Il principio di contrasto dentro la sauna
Mercoledì, Dicembre 3rd, 2008Quando valutiamo una situazione, un servizio o una persona dipendentemente dal contesto in cui viene analizzata, stiamo applicando il principio di contrasto.
Ad esempio se durante una festa, conversiamo con una ragazza carina e successivamente con un’altra molto più bella, molto probabilmente la prima ci apparirà brutta e non più graziosa come all’inizio.
Questo è quello che avviene a chi innalza i propri standard qualitativi, un po’ come il ricco che all’improvviso si trova senza un soldo. Per lui vivere nella nuova condizione, sarà molto più difficile rispetto al povero che non è mai stato ricco.
L’idea di scrivere un articolo sul principio di contrasto, mi è venuta questa mattina, mentre me ne stavo dentro la sauna della palestra a cui sono iscritto.
Devi sapere che questo centro sportivo, è un grosso club con all’interno il bar ristorante, la sala pesi, quella per il rowing, lo spinning, arti marziali, salsa e tango, aerobica, solarium, ecc.
Utilizzo la sauna soltanto nei giorni di recupero dall’intenso lavoro con i pesi, proprio come questa mattina, quando mi è venuto in mente di postare l’articolo sul blog.
Devi sapere che la condizione migliore per eseguire una corretta sauna, è una temperatura intorno agli 80° con il 65-70% di umidità.
La cosa diviene difficoltosa quando una volta giunti davanti al suo ingresso, ci accorgiamo che il termostato è spento, la porta è aperta e la temperatura sotto i 20°.

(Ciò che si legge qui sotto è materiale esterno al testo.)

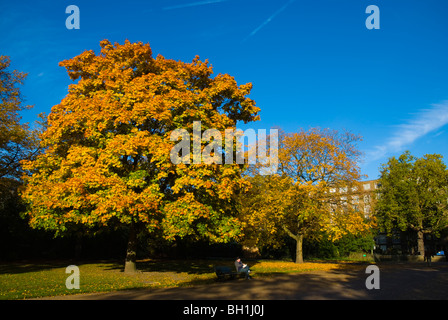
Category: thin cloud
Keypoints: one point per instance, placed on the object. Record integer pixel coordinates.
(193, 4)
(269, 19)
(424, 122)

A quel punto non mi è restato che azionarla e per “ammazzare il tempo” sono uscito a farmi due passi, ho conversato con un amico al bar della palestra, successivamente mi sono fatto una pre-doccia in attesa che le “condizioni climatiche” migliorassero.
Aggiungiamo anche il fatto che il secchiello dell’acqua con cui si bagnano le pietre, è senza manico e completamente in metallo. Capisci tu stesso, che dopo pochi minuti il recipiente è completamente rovente e se non si utilizzano dei fazzoletti come presine, rischiamo di ustionarci una mano.
Il principio di contrasto in questo caso è palese. Vedi, se mi fossi trovato in una modesta palestra, non ci avrei fatto caso, mentre in questo caso, la mia valutazione è totalmente differente.
Nel centro sportivo dove vado, questa situazione appare assolutamente come una grande disorganizzazione, perché stiamo parlando di un fitness club di alto livello, pubblicizzato anche sui giornali, con un costo di abbonamento nettamente superiore a quello di una palestra qualsiasi.
Ad esempio quando ceni in una semplice trattoria, sei più transigente, mentre se ricevi un pessimo servizio in un ristorante di lusso, sei più propenso ad alzarti e lamentarti con il responsabile di sala.
Anche in questo caso, la tua valutazione è decretata dal principio di contrasto.